For the global economic outlook, risks have become more balanced over the past few months. With leading indicators at elevated levels, global growth could prove more robust than projected in the forecast, which in turn would give the Swiss economy a further boost. What is more, the risks associated with government debt and the banking system in Europe (particularly in Italy) have decreased in the short term thanks to the economic recovery.
By contrast, there is still a significant degree of uncertainty related to international politics. The implementation of the Brexit decision and the potential economic consequences remain unclear, while the various protectionist measures being announced could restrain global trade and thus harm Switzerland’s export industry. An escalation in the conflict surrounding North Korea would imply substantial disruptions of the economic recovery.
For the domestic economy, there are also various economic risks. In the light of rising vacancy rates, ongoing robust construction investment could possibly result in a marked downturn in the construction sector. With various structural developments under way, there is also a risk that growth in the Swiss services sector could prove weaker than expected, for instance in the trade and finance sectors, which would restrict the domestic economy. If the international risks mentioned were to escalate, this could push the Swiss franc up further and at least partially reverse the global economy’s positive impact on the export sector.

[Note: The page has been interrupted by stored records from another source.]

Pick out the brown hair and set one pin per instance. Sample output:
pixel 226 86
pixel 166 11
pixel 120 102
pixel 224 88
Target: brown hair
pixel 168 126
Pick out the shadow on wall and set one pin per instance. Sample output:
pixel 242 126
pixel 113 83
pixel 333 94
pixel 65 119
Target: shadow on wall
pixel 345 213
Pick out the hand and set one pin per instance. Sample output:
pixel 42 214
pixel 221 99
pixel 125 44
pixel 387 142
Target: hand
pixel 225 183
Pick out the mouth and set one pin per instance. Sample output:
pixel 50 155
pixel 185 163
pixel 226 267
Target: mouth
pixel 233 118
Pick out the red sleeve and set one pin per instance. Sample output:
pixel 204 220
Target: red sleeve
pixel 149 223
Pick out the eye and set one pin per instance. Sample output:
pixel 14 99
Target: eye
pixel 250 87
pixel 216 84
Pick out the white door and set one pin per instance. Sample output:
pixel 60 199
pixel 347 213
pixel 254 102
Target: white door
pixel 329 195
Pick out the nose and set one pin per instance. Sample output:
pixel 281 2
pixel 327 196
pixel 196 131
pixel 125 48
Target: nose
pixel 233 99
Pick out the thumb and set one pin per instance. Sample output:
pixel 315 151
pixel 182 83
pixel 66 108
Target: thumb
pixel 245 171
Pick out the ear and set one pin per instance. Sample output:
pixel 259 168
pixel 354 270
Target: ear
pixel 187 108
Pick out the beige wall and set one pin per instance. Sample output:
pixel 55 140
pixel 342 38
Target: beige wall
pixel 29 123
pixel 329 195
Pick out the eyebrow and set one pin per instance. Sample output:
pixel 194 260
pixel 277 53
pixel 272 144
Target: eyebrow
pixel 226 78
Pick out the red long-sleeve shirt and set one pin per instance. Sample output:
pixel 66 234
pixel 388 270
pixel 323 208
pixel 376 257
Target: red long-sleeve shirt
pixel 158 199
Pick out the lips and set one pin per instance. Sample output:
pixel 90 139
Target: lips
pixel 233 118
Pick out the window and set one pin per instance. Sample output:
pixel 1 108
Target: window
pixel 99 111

*The Federal Government’s Expert Group publishes its forecasts for Switzerland’s economic development four times a year. More detailed information can be found in the quarterly publication “Konjunkturtendenzen” (Economic Trends), which is available online (www.seco.admin.ch/konjunkturtendenzen) and in printed form as a supplement to the political economics magazine “Die Volkswirtschaft” (www.dievolkswirtschaft.ch).
**The Swiss national accounts underwent an extended revision in summer 2017. More information on the revision is available in the technical note entitled “The 2017 revision of the Swiss Quarterly National Accounts” at www.seco.admin.ch/gdp under the “Further information – Auxiliaries” tab. Details on the special effect mentioned above can be found under the heading “Auswirkungen internationaler Sportereignisse auf das Schweizer Bruttoinlandprodukt” (“The impact of international sports events on Switzerland’s gross domestic product”) in “Konjunkturtendenzen Herbst 2017” (Economic Trends Autumn 2017).